Due to the COVID-19 pandemic, safety measures such as wearing masks and maintaining social distance have been implemented to prevent the spread of the virus. As a result, people wear masks wherever they go, making it difficult to see their faces and recognize their identities. To address this challenge, deep learning models can be used to predict or reconstruct the face of a person behind a mask.
For deep learning models to solve real-world problems, they must be deployed effectively. Model deployment is just as important as model development. The primary goal of building a deep learning model is to solve a practical problem—and this can only be achieved when the model is in production and actively in use.

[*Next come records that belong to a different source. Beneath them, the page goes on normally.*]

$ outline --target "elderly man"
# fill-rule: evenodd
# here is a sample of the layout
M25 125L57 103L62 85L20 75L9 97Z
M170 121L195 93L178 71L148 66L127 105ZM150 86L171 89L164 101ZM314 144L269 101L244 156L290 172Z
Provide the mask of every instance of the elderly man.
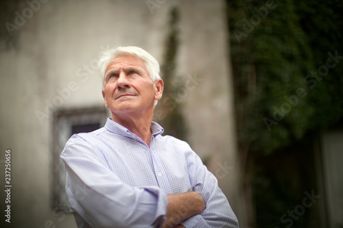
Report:
M78 227L238 227L215 176L186 142L152 121L159 65L137 47L99 60L105 126L73 136L61 154Z

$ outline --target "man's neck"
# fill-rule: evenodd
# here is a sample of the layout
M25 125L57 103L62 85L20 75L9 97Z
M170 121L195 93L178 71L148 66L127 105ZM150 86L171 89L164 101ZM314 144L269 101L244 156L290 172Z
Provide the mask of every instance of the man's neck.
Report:
M150 147L150 139L152 136L150 126L152 121L152 115L151 115L151 117L142 117L142 116L136 117L129 114L123 115L121 116L113 113L112 120L126 127L130 131L139 137L149 147Z

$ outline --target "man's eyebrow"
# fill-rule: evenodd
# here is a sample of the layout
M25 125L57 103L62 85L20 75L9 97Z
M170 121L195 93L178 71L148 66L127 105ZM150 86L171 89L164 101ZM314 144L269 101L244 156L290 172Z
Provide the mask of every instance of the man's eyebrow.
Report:
M121 68L124 71L139 71L139 72L143 71L143 69L141 68L141 67L139 67L139 66L123 66Z
M110 70L107 71L105 73L105 75L110 75L110 74L113 74L113 73L117 73L118 72L119 72L119 69L112 68L112 69L110 69Z

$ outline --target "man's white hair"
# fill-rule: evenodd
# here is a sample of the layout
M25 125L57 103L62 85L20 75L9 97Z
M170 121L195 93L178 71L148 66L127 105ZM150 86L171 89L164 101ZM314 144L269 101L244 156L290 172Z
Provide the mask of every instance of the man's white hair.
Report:
M105 73L113 58L123 55L131 55L138 57L145 63L145 67L150 76L152 81L161 79L160 76L160 64L147 51L142 49L139 47L128 46L118 47L117 48L108 49L101 53L98 61L98 67L100 70L100 75L102 79L102 89L105 88ZM157 101L155 101L155 105L157 104Z

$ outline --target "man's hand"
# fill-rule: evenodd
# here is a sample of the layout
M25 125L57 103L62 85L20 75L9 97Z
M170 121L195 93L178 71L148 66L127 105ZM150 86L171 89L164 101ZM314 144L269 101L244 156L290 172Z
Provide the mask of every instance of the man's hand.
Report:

It is essential to regularly train and update the model, especially when dealing with anonymous or variable data. Any new model should be thoroughly tested before replacing the existing one in production. Once deployed, the model can be integrated into mobile applications to enable real-time usage and accessibility.
The objective of this project is to enable real-time face reconstruction from masked images using a deep learning model integrated within an Android application. User images captured in the app are uploaded to the cloud, where a pre-trained deep learning model—deployed to FirebaseML—processes them. The remote model takes an input image of a person wearing a face mask and generates an output image predicting the face without the mask. By leveraging FirebaseML, the Android app can access this model for real-time inference, ensuring scalable and efficient on-device predictions.